Loading

Problem

Possible Cause

Possible Resolution

Module

Job failed to complete

Data Structure in the Source changed

Hotfix: go in the webgui to Operations / Jobs.
Select the affected job.
Change to the selection mode.
Deactivate temporary the part of the job which was failing if it makes sense to run the job without this part.

operations

Job failed to complete

Duplicate Key

The business process changed or the assumption about the business process was wrong. You need to involve a Data Analyst from this subject area.

operations

In the staging, I am getting the message Error decrypting source password

1. A rollout was perform from one environment onto the next one without setting any passwords on the target environment.
2. The system encryption key and/or password was changed in the configuration of the environment. Therefore, the encrypted passwords can not be decripted anymore.

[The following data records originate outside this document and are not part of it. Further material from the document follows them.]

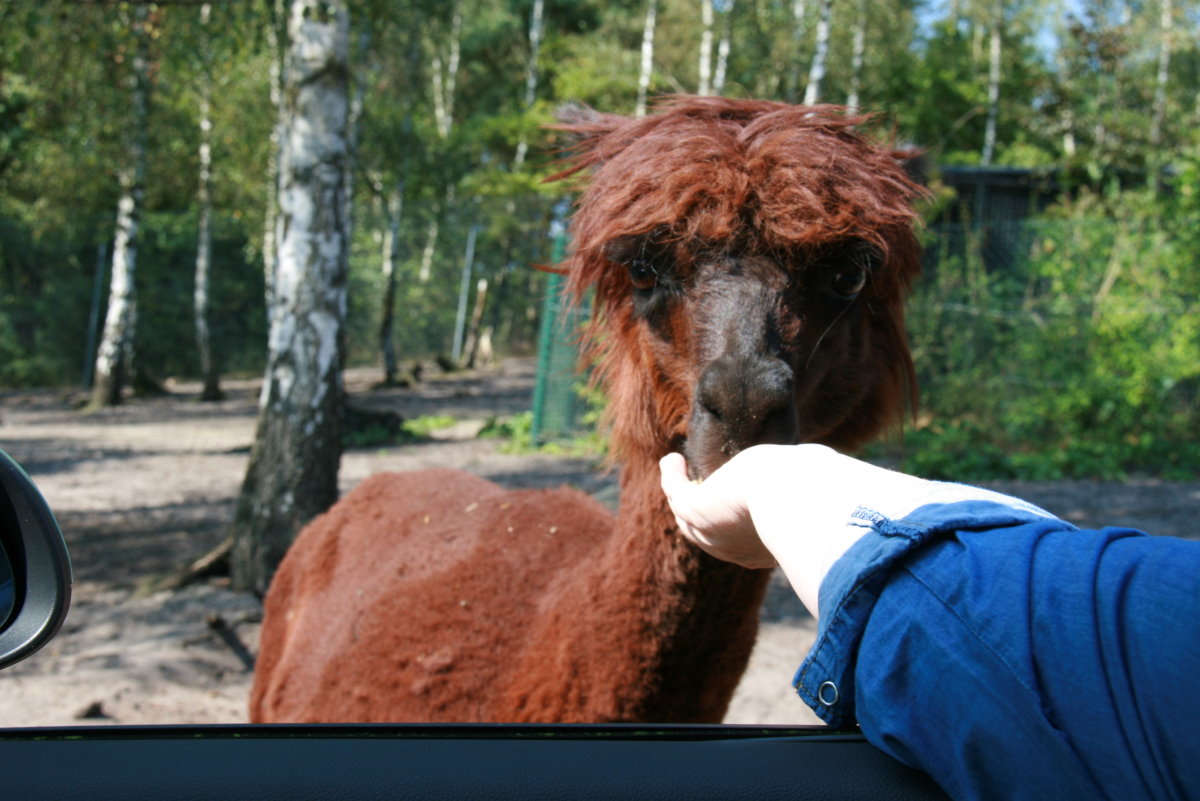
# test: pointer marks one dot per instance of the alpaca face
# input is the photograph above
(757, 348)
(749, 263)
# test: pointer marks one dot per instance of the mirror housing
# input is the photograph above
(40, 566)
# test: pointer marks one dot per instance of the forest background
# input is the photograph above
(155, 127)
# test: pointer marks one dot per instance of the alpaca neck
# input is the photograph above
(652, 628)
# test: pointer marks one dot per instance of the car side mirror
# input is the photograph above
(35, 568)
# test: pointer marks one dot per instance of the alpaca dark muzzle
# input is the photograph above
(741, 402)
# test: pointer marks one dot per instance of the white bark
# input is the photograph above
(114, 356)
(445, 76)
(535, 31)
(427, 252)
(211, 390)
(293, 467)
(1164, 71)
(395, 205)
(989, 139)
(856, 59)
(723, 50)
(468, 265)
(276, 36)
(817, 68)
(798, 11)
(643, 76)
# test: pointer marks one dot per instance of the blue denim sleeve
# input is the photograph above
(1011, 655)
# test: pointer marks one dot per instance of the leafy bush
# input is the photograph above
(1079, 359)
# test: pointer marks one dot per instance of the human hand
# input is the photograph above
(714, 515)
(784, 504)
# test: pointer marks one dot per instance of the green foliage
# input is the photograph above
(426, 425)
(1081, 359)
(1077, 359)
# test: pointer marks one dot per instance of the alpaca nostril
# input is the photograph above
(750, 401)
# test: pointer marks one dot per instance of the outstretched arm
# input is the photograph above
(969, 633)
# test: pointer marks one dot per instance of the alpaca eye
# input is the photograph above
(849, 283)
(642, 275)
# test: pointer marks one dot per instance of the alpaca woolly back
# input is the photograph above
(721, 176)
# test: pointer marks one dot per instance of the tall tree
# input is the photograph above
(276, 38)
(723, 50)
(858, 49)
(447, 55)
(989, 137)
(209, 373)
(1161, 79)
(706, 48)
(114, 356)
(532, 73)
(799, 8)
(647, 68)
(820, 55)
(294, 461)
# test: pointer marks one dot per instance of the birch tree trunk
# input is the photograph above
(643, 76)
(445, 78)
(211, 390)
(477, 348)
(468, 265)
(798, 12)
(989, 137)
(114, 356)
(294, 461)
(856, 59)
(723, 50)
(535, 31)
(276, 37)
(1164, 71)
(395, 204)
(817, 68)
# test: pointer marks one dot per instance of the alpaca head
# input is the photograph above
(749, 263)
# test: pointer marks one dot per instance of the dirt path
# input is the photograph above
(148, 487)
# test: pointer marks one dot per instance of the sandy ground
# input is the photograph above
(148, 487)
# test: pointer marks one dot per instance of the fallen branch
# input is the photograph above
(219, 626)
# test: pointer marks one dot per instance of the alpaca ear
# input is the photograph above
(583, 130)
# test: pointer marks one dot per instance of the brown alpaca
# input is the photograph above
(749, 262)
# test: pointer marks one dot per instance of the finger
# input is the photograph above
(673, 475)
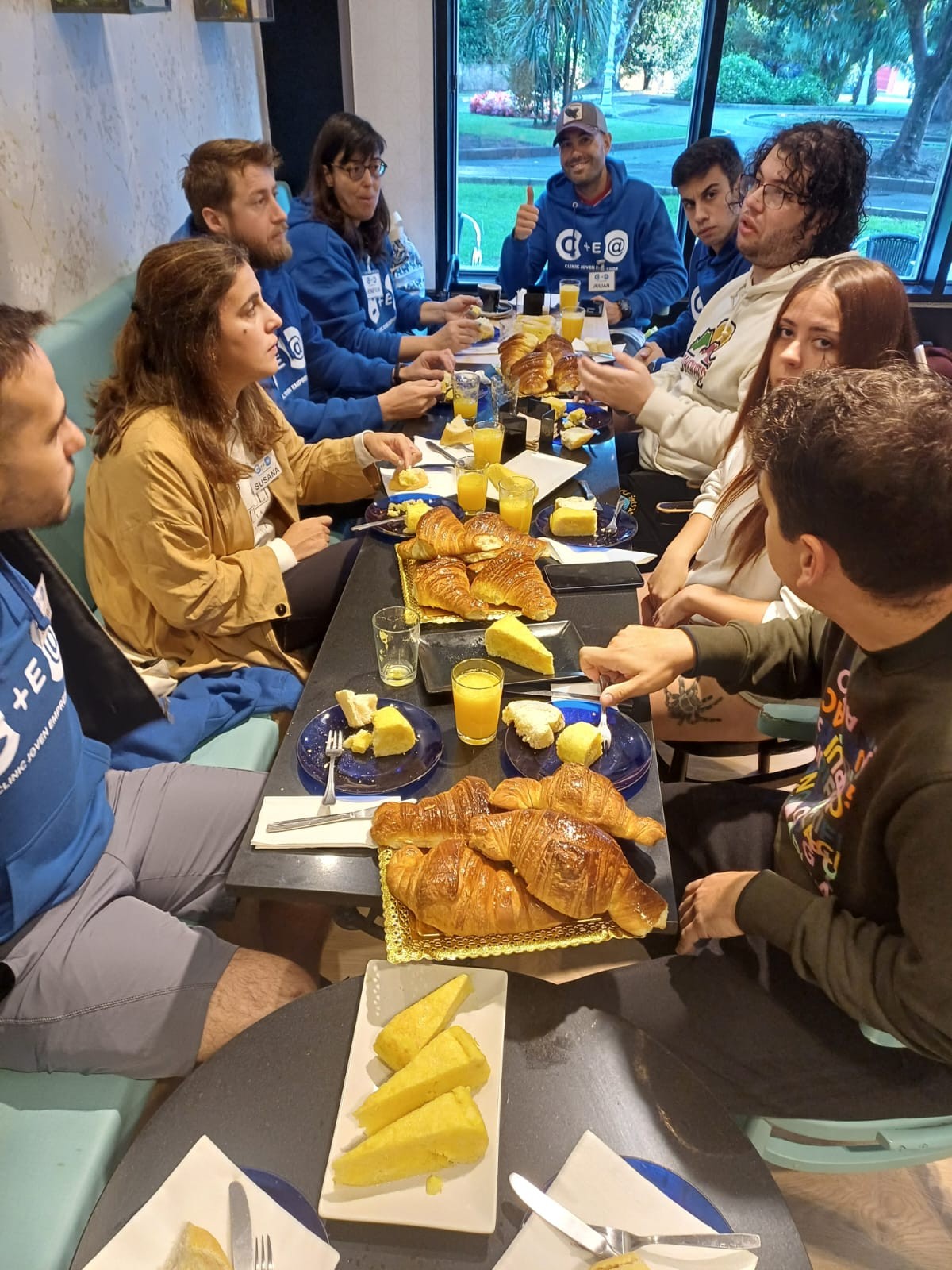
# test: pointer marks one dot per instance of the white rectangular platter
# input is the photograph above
(467, 1202)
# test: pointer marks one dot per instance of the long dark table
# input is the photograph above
(347, 660)
(270, 1100)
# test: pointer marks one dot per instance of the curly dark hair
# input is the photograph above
(848, 455)
(828, 165)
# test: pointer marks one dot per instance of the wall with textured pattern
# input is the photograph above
(97, 117)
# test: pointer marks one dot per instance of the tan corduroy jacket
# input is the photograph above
(171, 560)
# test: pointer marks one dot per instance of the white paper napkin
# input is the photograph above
(598, 1187)
(286, 806)
(197, 1191)
(566, 554)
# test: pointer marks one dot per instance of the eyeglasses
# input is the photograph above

Connect onto the environment and manually set the system password.

staging

How is the raw data historized after loading, so it can be reloaded in an error case?
  • In the data integration flow, the data is only historized and persisted once it is loaded up to the data vault (persistent staging / raw vault / business vault). The staging itself will always be deleted when a new dataset is loaded. In case that there is a need to historize the data as it arrived in the staging area, there are two approaches:

    • Define a persistent staging load (based on the technical key of the source) to load the data into the data vault before doing the integration on the business key.

    • Write a manual process, which is triggered after each staging run to archive the loaded data.

What is the difference between a general subset load and a delta load?
  • The difference between a general subset and a delta subset is the way the Datavault Builder handles implicit deletions in the source. Therefore, this mainly has an impact on the historization of data in the data vault.

  • With an active General Subset clause, the loaded data set is viewed as if it is still the complete data set from the source and is treated as a full load. This means that if a key value is no longer provided by the source, it will be marked as deleted in the tracking satellite. This is the same behavior as a normal full load, simply with a certain reduced data set, which is always the same.

  • An example of the use of this type is customer data: We are a country branch of an international company and always extract only the customer data of our own country.

  • With a delta subset, only part of the data is extracted from a single source, mainly for performance reasons. In this case, the loaded data is regarded as an effective delta. For historization, this means that if a key value does not appear in a load, it cannot be regarded as deleted. This is because the key may not be in the loaded subset. Therefore the information of the Last Seen is carried in the tracking satellite. This information can also be used for permanent delta loading.

How can bitemporal data be loaded (e.g. there is a business validity already in the source)?
  • If there is already a business validity in the source, there are two different time slices: The business validity in the source and the loading time (knowledge period of the DWH). To load such a business validity, you can create two hubs in the model:

    • The first for the main object (for example, a contract; business key: contract number).

    • The second for the business versioned object with business validity (for example, contract version; business key: contract number + valid from).

  • In this sample, if you then have “claims”, those will always point to a specific “business validity”-version of the contract and will therefore be linked to the business versioned object.